Crash Bandicoot (1996):
Very immediately when I turned on this game, one of the first things I noticed was the music. The xylophone jingles were unlike any theme music I have ever heard. They were so catchy, and immediately made me want to dance in place. Then I noticed the character animation. Unlike his Japanese counterparts, Crash was full of vibrant emotions, conveyed with unique gestures like the subtle shifts in his eyebrows. The humor of the game was reminiscent of classic Warner Brothers cartoons. I also loved the setting. It reminded me of Donkey Kong Coutnry’s jungles and Aztec ruins, but instead of the African Safari, we were now in the Australian Outback, home of the Aborigines, and some of the strangest most vibrant creatures in the world. Trust me when I say they took full advantage of that setting.
As much as I would like to say this game is just Mario 64 supplement for the PS1, The games actually play very different. While Crash Bandicoot did pilot the 3D platforming genre (Mario 64 releasing the following month), the level design was still very linear. The gameplay had the classic feel of moving through a hub map, selecting a level, then racing from the beginning of the level to the end. Some may say that sounds primitive compared to Mario 64’s exploration and open world innovations. I see it as a bigger focus on quick pacing and reflexes. The linearity of the levels also meant that we never had to worry about wonky camera angles that people familiar with the 3D Mario brand frequently had to put up with. (Don’t get me wrong Mario 64 was an iconic game. If you really want to hear about how good that game is, I’m sure Mr. Pranger would be more than happy to oblige.)
And don’t think that because this game was linear meant it was without its fare share of creative level design, like where you pitch a ride on a wild hog and steer it across the deadly terrain. Or the fact that this game practically invented Front-view Chase Sequences, in which the camera is aimed behind at the giant bolder rolling after you, and you only have an instant to react appropriately to the obstacles in front of you.
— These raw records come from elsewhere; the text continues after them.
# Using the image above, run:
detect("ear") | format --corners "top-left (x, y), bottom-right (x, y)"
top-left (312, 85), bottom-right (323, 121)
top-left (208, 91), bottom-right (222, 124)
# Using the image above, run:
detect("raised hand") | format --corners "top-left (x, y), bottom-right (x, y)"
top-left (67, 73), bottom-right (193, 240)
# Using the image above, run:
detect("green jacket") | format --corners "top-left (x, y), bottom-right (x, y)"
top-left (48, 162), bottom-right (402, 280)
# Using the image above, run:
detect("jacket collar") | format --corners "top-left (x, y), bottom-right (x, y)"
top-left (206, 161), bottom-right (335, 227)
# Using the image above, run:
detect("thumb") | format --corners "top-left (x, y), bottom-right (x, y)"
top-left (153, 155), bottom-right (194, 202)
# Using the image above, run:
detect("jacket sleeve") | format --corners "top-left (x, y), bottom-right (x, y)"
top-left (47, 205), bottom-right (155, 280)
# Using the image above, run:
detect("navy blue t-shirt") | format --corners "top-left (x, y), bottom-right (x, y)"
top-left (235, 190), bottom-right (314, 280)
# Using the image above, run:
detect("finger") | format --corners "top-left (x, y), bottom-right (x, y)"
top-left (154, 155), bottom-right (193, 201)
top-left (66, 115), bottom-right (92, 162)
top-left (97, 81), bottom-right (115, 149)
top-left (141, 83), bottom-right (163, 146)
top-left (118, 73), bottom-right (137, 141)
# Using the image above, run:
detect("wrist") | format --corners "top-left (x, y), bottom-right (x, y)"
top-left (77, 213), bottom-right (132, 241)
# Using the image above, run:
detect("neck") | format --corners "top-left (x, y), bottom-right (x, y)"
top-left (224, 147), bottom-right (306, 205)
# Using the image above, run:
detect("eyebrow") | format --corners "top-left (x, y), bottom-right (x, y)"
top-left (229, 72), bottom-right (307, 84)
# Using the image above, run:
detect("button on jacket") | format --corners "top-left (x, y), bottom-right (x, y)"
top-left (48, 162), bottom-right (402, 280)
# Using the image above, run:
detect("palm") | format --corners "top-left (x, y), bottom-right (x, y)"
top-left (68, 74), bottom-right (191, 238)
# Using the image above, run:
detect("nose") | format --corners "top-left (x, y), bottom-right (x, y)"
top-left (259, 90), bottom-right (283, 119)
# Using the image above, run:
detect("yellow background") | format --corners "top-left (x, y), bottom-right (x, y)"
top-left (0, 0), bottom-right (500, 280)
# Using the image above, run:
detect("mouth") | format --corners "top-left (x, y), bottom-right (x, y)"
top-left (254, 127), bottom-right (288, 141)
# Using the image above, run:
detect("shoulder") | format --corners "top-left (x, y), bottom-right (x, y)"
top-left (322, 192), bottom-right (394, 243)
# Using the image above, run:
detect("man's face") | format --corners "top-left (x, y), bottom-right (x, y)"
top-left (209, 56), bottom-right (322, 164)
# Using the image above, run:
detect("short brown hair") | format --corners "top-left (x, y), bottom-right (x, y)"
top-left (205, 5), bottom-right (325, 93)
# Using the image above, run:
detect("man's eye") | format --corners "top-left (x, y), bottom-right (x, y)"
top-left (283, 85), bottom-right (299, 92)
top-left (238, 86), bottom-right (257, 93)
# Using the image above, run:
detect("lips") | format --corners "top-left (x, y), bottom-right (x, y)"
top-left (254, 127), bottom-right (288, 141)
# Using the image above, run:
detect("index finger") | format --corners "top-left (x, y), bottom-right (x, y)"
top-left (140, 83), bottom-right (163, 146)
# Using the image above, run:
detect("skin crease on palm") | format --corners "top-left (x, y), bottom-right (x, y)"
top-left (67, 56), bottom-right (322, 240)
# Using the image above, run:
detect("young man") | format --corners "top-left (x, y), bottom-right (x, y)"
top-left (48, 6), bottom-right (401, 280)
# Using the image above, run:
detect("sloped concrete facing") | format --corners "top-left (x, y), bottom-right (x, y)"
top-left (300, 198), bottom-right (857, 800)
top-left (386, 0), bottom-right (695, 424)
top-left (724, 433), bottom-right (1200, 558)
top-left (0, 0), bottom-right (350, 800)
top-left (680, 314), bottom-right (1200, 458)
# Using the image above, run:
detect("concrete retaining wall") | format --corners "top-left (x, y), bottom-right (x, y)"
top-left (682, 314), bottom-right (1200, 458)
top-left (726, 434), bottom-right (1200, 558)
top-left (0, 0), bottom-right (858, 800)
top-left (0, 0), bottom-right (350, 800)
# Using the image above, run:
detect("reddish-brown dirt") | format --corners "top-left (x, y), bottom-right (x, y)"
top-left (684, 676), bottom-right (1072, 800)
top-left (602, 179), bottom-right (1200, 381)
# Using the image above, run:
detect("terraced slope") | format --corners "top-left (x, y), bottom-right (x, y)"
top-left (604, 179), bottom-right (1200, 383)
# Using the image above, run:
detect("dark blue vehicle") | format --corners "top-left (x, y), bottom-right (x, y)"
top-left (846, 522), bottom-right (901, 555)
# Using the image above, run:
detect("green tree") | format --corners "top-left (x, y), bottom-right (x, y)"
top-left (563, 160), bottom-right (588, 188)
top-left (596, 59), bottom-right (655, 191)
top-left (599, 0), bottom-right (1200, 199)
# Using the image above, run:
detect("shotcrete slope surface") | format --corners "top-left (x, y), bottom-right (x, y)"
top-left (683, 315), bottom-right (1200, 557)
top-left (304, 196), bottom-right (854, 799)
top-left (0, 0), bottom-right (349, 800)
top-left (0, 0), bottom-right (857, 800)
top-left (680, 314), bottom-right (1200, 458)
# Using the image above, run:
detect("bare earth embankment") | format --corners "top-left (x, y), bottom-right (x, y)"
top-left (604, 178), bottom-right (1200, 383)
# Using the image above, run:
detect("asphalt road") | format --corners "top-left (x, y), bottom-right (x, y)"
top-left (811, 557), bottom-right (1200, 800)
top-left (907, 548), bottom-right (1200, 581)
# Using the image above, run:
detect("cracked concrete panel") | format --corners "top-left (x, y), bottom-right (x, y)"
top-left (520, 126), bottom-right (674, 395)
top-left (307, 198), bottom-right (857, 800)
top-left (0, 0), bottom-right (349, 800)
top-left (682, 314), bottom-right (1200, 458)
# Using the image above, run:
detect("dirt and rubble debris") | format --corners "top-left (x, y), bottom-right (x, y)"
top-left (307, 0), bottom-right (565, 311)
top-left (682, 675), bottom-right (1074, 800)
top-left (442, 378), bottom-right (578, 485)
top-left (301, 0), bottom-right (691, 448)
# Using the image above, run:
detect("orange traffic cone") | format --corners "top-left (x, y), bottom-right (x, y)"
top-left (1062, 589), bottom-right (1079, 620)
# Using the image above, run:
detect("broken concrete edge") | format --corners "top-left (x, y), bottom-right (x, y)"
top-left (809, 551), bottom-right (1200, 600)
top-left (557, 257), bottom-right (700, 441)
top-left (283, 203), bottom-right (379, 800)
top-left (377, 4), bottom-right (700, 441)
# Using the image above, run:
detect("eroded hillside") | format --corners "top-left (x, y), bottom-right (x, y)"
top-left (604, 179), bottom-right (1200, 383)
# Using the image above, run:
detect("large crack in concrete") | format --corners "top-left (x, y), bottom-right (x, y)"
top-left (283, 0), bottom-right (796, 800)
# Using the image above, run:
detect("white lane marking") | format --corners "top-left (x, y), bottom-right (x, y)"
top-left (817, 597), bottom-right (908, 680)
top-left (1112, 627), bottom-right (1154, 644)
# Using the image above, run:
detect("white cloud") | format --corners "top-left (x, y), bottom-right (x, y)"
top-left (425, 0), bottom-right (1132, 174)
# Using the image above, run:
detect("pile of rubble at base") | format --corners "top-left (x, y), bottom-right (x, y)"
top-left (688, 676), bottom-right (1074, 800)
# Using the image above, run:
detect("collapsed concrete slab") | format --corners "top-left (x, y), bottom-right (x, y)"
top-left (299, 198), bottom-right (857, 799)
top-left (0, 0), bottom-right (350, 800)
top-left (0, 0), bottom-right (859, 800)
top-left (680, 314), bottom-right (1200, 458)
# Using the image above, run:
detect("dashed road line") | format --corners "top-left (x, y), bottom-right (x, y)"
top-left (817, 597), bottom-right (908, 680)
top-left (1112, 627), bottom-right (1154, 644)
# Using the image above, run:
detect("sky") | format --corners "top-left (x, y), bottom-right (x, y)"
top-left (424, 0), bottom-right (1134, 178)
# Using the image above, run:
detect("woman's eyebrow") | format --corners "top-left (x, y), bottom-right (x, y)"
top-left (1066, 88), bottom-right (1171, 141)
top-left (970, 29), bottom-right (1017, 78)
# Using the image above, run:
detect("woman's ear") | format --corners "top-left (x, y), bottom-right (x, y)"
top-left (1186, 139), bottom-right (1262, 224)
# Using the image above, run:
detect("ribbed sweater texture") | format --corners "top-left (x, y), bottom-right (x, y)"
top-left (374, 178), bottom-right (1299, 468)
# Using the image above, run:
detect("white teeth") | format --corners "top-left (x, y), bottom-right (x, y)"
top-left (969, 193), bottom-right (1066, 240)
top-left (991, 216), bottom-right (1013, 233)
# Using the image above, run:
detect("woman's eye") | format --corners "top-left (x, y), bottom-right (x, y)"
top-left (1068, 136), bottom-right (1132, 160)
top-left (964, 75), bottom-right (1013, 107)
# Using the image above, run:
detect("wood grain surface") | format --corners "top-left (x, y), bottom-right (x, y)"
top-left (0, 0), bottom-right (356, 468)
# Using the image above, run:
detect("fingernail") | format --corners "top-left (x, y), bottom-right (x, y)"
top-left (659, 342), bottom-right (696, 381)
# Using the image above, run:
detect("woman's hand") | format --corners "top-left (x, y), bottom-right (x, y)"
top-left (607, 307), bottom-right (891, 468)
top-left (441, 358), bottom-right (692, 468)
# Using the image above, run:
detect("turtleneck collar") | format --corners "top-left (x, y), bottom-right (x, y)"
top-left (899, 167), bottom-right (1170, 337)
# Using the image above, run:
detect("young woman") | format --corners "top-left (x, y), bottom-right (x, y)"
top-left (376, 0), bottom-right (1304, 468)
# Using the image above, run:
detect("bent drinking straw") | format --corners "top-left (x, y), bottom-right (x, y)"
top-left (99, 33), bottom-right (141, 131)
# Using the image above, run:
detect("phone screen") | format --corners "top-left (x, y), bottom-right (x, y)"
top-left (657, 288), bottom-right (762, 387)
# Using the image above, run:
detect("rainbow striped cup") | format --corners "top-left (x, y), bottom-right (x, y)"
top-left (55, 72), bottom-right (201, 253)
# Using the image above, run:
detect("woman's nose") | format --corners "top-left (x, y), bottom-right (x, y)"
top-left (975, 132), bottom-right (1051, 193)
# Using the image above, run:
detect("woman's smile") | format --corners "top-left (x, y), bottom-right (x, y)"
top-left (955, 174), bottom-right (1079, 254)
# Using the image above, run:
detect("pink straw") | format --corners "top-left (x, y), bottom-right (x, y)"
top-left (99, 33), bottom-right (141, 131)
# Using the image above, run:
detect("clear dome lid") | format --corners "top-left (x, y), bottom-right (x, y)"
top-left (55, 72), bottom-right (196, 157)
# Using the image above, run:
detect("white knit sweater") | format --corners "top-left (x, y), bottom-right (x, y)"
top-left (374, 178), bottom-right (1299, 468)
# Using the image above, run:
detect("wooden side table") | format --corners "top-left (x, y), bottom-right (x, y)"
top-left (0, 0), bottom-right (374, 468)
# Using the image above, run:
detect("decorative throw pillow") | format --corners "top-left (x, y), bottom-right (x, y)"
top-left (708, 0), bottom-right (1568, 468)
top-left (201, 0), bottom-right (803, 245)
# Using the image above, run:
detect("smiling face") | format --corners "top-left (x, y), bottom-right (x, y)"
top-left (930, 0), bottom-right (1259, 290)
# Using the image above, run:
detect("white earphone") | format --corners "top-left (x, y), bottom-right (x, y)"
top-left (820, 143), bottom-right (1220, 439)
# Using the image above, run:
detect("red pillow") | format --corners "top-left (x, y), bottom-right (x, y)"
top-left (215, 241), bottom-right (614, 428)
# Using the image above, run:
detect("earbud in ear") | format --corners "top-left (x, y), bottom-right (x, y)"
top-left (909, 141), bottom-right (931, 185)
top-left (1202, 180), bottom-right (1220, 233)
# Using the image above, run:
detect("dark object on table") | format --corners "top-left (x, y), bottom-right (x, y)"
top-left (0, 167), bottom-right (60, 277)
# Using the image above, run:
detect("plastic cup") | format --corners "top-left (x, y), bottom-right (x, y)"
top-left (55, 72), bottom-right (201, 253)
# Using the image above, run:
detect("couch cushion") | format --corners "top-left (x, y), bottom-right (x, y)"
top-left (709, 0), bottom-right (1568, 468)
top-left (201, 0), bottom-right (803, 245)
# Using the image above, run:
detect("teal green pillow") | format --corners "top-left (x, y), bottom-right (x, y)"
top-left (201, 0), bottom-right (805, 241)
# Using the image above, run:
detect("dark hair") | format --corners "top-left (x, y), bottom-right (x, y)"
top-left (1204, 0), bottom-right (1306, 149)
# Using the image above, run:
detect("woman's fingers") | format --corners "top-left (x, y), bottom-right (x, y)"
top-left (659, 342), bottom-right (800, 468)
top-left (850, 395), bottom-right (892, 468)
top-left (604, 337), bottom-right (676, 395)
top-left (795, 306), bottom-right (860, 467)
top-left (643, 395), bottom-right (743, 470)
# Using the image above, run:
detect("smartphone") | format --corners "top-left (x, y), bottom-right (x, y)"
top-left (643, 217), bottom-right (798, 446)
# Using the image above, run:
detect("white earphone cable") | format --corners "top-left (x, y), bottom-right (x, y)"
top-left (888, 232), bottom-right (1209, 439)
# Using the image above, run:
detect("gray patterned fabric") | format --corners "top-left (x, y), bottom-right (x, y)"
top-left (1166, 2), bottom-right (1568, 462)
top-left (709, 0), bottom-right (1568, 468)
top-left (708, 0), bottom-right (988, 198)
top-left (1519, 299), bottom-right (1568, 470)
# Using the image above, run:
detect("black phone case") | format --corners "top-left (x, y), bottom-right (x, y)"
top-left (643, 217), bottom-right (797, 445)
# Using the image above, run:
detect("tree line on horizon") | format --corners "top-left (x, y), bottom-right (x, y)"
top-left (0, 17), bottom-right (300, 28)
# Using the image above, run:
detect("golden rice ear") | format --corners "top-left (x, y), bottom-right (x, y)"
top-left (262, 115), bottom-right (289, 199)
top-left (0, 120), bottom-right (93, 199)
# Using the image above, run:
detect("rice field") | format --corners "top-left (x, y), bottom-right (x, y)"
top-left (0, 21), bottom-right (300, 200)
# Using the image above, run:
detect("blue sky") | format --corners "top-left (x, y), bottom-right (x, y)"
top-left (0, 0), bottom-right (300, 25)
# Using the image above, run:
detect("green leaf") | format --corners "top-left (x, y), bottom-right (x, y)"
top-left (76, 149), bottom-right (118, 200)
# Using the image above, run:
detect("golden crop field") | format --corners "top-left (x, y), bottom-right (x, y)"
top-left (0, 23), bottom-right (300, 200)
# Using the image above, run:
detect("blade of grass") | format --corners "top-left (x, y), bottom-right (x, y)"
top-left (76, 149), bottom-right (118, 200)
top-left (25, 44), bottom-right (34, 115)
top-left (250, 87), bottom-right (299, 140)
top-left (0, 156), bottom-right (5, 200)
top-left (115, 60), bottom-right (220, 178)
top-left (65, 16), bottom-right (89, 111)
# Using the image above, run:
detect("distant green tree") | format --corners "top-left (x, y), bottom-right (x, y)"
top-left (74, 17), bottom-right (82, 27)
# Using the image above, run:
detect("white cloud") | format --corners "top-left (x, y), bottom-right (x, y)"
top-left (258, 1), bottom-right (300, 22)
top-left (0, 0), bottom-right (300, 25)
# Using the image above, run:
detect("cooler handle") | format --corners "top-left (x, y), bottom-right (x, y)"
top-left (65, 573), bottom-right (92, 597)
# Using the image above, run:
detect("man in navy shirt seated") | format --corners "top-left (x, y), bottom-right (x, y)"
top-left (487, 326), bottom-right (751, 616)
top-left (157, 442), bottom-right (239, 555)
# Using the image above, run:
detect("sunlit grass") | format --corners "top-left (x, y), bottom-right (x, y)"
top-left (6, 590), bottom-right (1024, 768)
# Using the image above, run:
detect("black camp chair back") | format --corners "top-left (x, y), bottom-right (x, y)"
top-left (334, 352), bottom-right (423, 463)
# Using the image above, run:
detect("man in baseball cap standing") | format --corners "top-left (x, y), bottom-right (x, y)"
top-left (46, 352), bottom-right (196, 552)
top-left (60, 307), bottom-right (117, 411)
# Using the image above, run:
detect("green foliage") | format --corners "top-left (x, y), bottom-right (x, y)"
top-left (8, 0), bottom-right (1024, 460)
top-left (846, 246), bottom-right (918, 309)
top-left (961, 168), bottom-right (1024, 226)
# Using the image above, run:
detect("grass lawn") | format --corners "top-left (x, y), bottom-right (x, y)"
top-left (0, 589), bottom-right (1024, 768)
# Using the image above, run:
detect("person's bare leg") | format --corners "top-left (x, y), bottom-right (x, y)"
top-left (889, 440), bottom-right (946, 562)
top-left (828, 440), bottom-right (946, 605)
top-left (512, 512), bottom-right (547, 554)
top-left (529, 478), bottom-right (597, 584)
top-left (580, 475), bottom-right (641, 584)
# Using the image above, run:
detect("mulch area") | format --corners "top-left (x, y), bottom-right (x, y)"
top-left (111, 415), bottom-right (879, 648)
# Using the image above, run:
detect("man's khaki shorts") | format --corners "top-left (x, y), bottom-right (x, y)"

Dr. Neo Cortex (criminal mastermind # Alpha-Nine-Delta) is experimenting with a device he calls the Evolvo-Ray, for the purpose of genetically mutating animals off the coast of N. Sanity Island, giving them primitive human intelligence and super human strength. Crash, an Eastern Barred Bandicoot, was meant to be the leader of his army for world domination, but ended up rejected by Cortex as being inferior and cast aside in favor of his other mutants. However while in custody, Crash had grown fond of his lady bandicoot cellmate Tawna. He goes on a quest to free her from the clutches of Cortex, and while he’s at it, he might as well stop this whole taking-over-the-world business. It’s not healthy. So… yeah, when you break it down, this is another simple case of Race to the end. Beat the bad guys. Save the girl. The End. But the stories of Crash games have always been more about the characters than the plot. All the bosses had such fun archetypal personalities. There was the fat tribe leader Papu Papu, the first three of Cortex’s other experiments: Ripper Roo a deranged Kangaroo in a strait jacket, Koala Kong the brute, Pinstripe Potoroo a trigger happy god-father weasel, and let’s not forget Cortex’s assistant, Potions Master Dr. Nitrus Brio (N. Brio for short).
In what was considered the Golden Age of platformers, while it may not be as lengthy, complex, or well known as other games of the same genre (particularly ones made by Rare), Crash Bandicoot was full of exciting moments, stark seamless animation, catchy and innovative music, and very colorful characters. Not a bad start for a couple of guys from the U.S. Needless to say, you should check it out as soon as possible.